A: the effect of punicalagin compared with pomegranate juice on expressions of cleaved caspase 9 (cl-caspase 9) and cleaved caspase 3 (cl-caspase 3) in syncytiotrophoblasts under hypoxia for 24 h. Left: Western blots of cl-caspase 9 and cl-caspase 3. Middle and right: summary graphs of densitometry of Western blots of cl-caspase 9 and cl-caspase 3; n = 3. B: Western blots of p53 and cl-PARP in syncytiotrophoblasts under hypoxia for 0, 4, 8, and 24 h with glucose, pomegranate juice, or punicalagin. C: summary graph of densitometry of Western blots of p53 in syncytiotrophoblasts as represented in B at 24 h; n = 6. D: quantitative RT-PCR (qRT-PCR) analysis of p53 in punicalagin-treated syncytiotrophoblasts under hypoxic conditions; n = 3. In A–D, *P < 0.05, one-way ANOVA, with Bonferroni post hoc test.

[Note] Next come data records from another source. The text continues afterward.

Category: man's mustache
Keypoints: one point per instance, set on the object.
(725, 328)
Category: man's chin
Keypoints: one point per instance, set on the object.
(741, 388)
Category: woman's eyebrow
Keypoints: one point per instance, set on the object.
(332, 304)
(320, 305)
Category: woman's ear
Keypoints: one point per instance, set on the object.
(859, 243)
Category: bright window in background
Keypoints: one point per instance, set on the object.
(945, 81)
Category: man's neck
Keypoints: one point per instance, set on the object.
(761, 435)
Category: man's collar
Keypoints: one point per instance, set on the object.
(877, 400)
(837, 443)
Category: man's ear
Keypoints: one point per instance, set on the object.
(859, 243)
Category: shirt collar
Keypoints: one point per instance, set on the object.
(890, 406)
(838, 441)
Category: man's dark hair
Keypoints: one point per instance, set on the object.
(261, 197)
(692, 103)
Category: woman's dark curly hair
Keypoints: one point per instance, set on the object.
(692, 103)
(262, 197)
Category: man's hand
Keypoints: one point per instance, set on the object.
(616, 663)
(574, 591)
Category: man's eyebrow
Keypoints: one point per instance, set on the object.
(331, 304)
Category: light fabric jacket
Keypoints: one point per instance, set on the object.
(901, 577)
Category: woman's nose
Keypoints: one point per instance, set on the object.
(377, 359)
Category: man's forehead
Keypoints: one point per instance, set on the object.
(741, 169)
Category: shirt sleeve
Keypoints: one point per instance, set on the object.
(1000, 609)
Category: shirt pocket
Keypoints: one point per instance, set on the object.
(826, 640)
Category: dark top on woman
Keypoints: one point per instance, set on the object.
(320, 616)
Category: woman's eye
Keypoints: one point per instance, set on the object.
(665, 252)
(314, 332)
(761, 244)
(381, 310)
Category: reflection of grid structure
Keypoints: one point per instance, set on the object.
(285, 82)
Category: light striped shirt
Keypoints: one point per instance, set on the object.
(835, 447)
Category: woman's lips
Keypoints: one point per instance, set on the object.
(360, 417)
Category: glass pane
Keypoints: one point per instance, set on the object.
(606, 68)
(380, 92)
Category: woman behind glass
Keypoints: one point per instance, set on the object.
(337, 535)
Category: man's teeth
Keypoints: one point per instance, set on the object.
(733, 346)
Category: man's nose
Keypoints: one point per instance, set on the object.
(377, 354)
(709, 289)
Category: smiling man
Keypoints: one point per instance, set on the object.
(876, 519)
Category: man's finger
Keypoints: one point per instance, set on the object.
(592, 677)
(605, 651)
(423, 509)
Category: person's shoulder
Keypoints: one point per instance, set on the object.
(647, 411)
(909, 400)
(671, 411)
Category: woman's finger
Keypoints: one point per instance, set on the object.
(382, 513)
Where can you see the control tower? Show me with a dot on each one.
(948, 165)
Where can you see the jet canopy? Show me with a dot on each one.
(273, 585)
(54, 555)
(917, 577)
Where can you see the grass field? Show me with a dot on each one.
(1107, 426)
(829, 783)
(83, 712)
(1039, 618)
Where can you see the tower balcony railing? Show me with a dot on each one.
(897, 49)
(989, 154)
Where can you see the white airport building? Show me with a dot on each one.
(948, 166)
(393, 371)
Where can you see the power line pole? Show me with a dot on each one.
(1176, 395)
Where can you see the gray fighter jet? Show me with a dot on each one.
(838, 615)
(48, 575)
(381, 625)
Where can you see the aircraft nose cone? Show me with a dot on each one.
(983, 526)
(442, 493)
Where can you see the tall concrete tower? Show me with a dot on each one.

Next, we determined if the reduction of p53 levels by punicalagin in hypoxic syncytiotrophoblasts affects p53 activity by assaying expression of p21 and MDM2, two targets of p53 activity. Punicalagin reduced expression of p21 protein (Fig. 3A, left and middle) and mRNA (Fig. 3A, right). Similarly, punicalagin reduced the expression of MDM2 protein (Fig. 3B, left and middle) and mRNA (Fig. 3B, right). HIF1α is a transcription factor induced by hypoxia that can interact with MDM2, resulting in altered p53 activity and apoptosis (13, 20, 28, 35, 39). Notably, we found that punicalagin significantly reduced expression of HIF1α protein and mRNA in hypoxic syncytiotrophoblasts (Fig. 3C).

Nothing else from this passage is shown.